St. Aidan’s elders had noted as early as 1978 the need for improvements to the structure. Church volunteers and contractors painstakingly moved the building aside in order that the concrete basement could be put in place. In spite of poor winter weather conditions the mission was accomplished without even cracking a window. A portion of the fundraising dollars for this project kindly came from the St. Chad’s Memorial Fund. The hall was dedicated in memory of “Bay” Burn, A. M. Connelly, Susan Hewitt, Monica Lynch-Staunton, Ethel Ritson, and Emma Tustian, all of whom were active worshippers at the Church.

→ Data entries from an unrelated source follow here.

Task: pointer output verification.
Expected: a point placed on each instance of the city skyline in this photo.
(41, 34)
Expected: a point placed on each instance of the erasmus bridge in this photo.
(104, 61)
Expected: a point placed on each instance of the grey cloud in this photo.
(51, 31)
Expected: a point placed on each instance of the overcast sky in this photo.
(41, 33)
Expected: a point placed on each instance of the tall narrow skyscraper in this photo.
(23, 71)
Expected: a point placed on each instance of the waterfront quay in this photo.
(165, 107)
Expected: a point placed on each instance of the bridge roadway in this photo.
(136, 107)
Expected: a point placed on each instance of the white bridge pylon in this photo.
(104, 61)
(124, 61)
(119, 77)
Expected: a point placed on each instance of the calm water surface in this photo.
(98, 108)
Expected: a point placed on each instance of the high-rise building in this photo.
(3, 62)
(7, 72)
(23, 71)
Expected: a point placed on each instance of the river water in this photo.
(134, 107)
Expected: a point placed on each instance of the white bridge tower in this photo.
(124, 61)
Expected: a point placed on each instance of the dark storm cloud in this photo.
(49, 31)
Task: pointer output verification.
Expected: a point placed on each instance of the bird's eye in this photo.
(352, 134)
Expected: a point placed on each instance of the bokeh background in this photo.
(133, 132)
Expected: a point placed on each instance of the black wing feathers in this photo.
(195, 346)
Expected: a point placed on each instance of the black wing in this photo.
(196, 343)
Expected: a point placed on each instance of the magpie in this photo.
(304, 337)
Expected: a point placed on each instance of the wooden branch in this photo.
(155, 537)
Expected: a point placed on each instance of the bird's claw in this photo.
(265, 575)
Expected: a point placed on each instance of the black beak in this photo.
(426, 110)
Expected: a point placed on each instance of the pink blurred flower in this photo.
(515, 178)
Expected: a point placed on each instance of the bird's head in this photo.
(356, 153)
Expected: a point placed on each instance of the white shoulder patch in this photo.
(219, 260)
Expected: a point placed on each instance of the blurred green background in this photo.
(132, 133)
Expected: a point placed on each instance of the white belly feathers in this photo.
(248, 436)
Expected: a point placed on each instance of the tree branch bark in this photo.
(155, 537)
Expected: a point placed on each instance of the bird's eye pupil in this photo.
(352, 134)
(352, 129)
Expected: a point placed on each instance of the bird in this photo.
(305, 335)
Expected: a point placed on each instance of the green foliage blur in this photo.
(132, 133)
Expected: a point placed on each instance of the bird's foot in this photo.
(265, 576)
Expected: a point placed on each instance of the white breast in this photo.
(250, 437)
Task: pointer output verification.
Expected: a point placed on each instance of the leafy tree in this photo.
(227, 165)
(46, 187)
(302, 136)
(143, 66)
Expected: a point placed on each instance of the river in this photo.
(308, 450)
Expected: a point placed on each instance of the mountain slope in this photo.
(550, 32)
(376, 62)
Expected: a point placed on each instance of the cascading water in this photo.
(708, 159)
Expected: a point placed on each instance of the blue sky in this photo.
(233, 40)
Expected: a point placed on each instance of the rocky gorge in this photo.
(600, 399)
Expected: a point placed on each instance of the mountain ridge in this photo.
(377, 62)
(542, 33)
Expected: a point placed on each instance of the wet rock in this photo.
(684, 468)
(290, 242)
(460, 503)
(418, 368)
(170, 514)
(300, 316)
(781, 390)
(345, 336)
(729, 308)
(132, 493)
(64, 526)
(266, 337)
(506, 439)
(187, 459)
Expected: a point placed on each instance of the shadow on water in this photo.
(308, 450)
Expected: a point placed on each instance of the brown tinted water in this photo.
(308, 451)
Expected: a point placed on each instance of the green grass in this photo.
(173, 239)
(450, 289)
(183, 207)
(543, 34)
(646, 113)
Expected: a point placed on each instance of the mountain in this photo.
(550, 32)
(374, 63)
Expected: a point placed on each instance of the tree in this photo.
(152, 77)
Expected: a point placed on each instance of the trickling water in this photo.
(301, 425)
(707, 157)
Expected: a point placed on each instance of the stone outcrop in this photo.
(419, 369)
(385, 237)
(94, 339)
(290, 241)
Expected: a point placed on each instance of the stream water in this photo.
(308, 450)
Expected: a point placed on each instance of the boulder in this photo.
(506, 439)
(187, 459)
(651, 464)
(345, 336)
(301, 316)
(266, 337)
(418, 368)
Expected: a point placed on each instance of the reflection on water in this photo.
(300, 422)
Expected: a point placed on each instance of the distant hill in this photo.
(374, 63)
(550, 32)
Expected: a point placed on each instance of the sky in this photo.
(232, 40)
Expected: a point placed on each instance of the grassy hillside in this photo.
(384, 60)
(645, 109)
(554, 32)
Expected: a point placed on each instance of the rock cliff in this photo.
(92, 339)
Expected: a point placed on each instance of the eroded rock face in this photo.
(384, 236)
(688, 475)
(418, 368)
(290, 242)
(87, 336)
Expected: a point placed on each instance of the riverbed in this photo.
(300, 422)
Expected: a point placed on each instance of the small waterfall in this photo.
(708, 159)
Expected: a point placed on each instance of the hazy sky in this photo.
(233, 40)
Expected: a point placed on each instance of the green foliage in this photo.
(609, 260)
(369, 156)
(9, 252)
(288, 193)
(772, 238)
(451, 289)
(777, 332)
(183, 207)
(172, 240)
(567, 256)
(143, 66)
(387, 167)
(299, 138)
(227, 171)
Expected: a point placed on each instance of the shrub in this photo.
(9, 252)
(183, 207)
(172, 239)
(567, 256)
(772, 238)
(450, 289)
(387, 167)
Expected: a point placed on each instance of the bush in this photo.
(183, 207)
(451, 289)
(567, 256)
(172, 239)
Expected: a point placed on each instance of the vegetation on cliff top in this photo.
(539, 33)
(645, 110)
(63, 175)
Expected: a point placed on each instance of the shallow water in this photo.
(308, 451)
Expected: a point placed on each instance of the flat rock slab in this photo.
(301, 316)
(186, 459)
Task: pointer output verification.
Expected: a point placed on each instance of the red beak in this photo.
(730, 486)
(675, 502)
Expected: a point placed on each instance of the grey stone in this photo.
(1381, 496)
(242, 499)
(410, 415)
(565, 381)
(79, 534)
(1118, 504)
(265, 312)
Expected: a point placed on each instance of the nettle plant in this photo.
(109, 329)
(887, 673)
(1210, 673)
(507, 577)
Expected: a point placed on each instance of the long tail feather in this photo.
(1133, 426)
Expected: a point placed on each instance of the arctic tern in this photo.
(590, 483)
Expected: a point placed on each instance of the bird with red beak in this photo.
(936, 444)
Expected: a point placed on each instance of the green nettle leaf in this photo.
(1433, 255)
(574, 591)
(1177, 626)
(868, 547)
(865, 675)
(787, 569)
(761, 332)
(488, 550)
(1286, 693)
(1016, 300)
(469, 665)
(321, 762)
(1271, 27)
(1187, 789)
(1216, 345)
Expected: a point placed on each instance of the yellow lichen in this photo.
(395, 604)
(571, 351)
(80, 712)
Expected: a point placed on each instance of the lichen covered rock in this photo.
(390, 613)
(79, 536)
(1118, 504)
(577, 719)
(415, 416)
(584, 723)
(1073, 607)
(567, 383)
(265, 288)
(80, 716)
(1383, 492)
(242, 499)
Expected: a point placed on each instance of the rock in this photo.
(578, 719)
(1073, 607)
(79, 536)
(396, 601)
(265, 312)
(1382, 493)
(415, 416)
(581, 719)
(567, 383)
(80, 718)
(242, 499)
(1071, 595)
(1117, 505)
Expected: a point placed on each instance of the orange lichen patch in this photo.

Blessed with a lengthy history, St. Aidan’s celebrated its anniversaries with a variety of religious events. The Church honoured its 75th Anniversary with a banquet supper, heritage pageant, presentation of Holy Communion, and social hosted on Wednesday, June 10th, 1984. The home cooked meal was served in the new church hall, and the pageant, carefully scripted by church volunteer Marjorie Haugen, appropriately presented the times and lives of Saints Aidan and Chad. Locals acted out the parts. Visiting and mingling followed. Special guests of honour included Hugh Mowat, son of Reverend W. H. Mowat, who came in from England for the festivities, Reverends R. A. Ferguson and Derek Hoskins and Bishop Curtis. A religious service, The Holy Eucharist a Great Thanksgiving, was held the previous Sunday morning.
A generation later, St. Aidan’s centennial was honoured with a religious service the morning of Sunday, May 31st, 2009. A roast beef dinner and musical entertainment, accompanied by an eye-catching photo and heritage exhibit, followed at the Cowley Community Hall, located within walking distance of the Church.
Today, Cowley’s St. Aidan’s Church, still very much active in the community, enjoys a religious heritage of more than a century.